Das sei jedoch grundsätzlich falsch : „So etwas stammt direkt aus der Giftküche gewerkschaftsfeindlicher Wirtschaftskanzleien und Lobbyisten und hat mit der Rechtslage nichts zu tun“, meint Hübner.  IG-Metall-Vorstandsmitglied Wolfgang Lemb, der die Konferenz gemeinsam mit UAW-Hauptkassierer Gary Casteel eröffnet hatte, wird noch deutlicher: „In einer Reihe von Fällen müssen wir wohl davon sprechen, dass schlicht gelogen wird.

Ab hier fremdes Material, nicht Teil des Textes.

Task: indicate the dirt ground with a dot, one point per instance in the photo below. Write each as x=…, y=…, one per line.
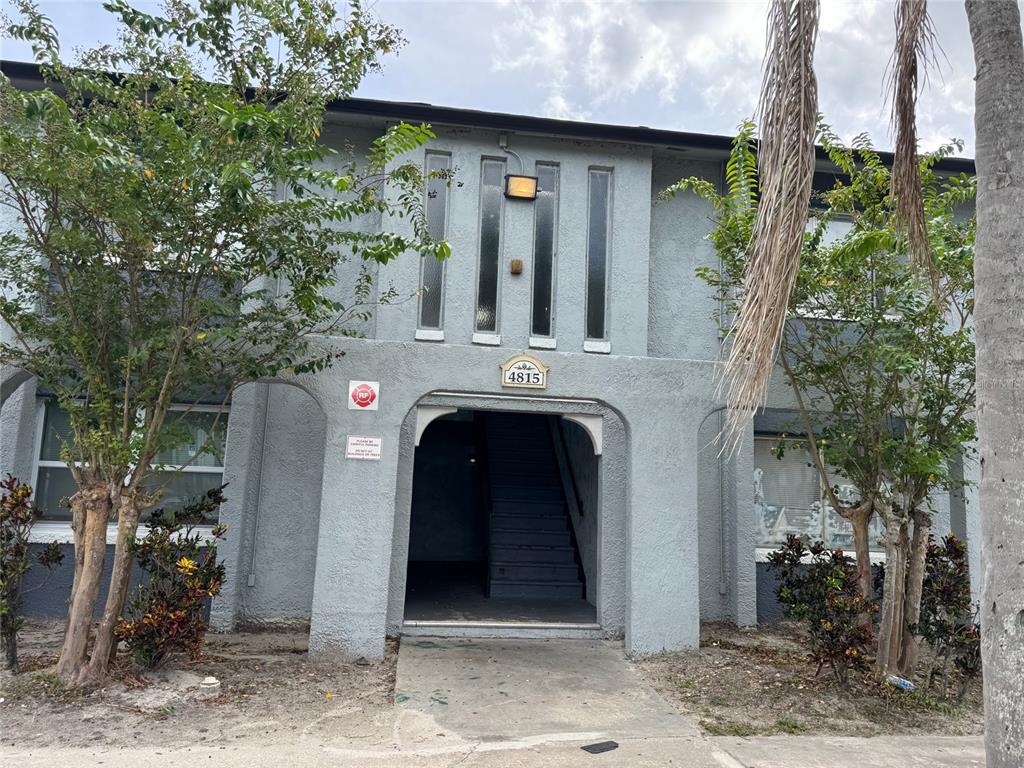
x=761, y=682
x=268, y=688
x=741, y=683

Das ist nicht akzeptabel.“

Ein Konferenzteilnehmer in Spring Hill kündigte vor diesem Hintergrund an, unmittelbar nach seiner Rückkehr das bisherige Verhalten des US-Managements und die Frage der Neutralität zum Thema zwischen Betriebsrat und Konzernleitung zu machen. Dabei solle die tatsächliche und nicht die vermeintliche Rechtslage auf den Tisch kommen.

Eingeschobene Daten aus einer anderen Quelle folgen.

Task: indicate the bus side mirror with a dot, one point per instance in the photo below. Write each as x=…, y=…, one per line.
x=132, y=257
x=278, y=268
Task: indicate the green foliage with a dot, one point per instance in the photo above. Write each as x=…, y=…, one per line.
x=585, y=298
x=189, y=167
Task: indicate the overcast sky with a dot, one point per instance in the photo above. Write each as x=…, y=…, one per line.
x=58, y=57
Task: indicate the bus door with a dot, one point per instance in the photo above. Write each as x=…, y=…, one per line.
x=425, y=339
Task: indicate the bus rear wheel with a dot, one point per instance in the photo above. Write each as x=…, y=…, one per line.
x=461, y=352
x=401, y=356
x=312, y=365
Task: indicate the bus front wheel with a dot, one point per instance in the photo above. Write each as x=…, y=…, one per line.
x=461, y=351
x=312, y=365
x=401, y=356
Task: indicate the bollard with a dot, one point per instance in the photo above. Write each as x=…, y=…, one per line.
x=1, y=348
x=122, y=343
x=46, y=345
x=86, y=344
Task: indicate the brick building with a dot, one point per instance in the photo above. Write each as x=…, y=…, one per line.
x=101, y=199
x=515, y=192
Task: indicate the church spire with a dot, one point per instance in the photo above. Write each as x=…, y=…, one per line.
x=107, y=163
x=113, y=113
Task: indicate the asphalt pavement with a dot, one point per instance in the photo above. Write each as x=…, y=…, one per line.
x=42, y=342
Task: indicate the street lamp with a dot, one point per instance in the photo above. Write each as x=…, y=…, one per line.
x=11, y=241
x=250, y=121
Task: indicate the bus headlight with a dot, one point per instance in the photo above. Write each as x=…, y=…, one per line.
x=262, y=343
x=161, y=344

Die IG Metall kennt das Phänomen schon länger: Manager, die sich hierzulande im Rahmen der Mitbestimmung bewegen, arbeiten im Ausland mit allen Tricks. Lemb: „Man darf dem Management nichts glauben.“  Ein aktuelles Beispiel für die schwierigen Verhältnisse ist das Werk des deutschen Zulieferers Kirchhoff van-Rob in Lansing, Michigan, erläutert TLI-Direktor Hübner. Dort habe sich das lokale Management mit allen Mitteln gegen eine Interessenvertretung für die Beschäftigten gestemmt.

Allerdings ohne Erfolg. Wenige Tage vor der deutsch-amerikanischen Konferenz gewann die UAW eine Gewerkschaftswahl mit 60 zu 43 Stimmen. Kirchhoff ist in Deutschland ein bekannter Name, Arndt Kirchhoff ist Präsident der Metall-Arbeitgeber in NRW. Wesentlich weniger konfliktreich übrigens verlief die Gewerkschaftswahl beim kanadischen Autozulieferer Magna in Spring Hill, die fast zeitgleich über die Bühne ging. Ohne Druck seitens des Managements entschieden sich die Beschäftigten für eine Vertretung durch die UAW – mit 192 zu 1.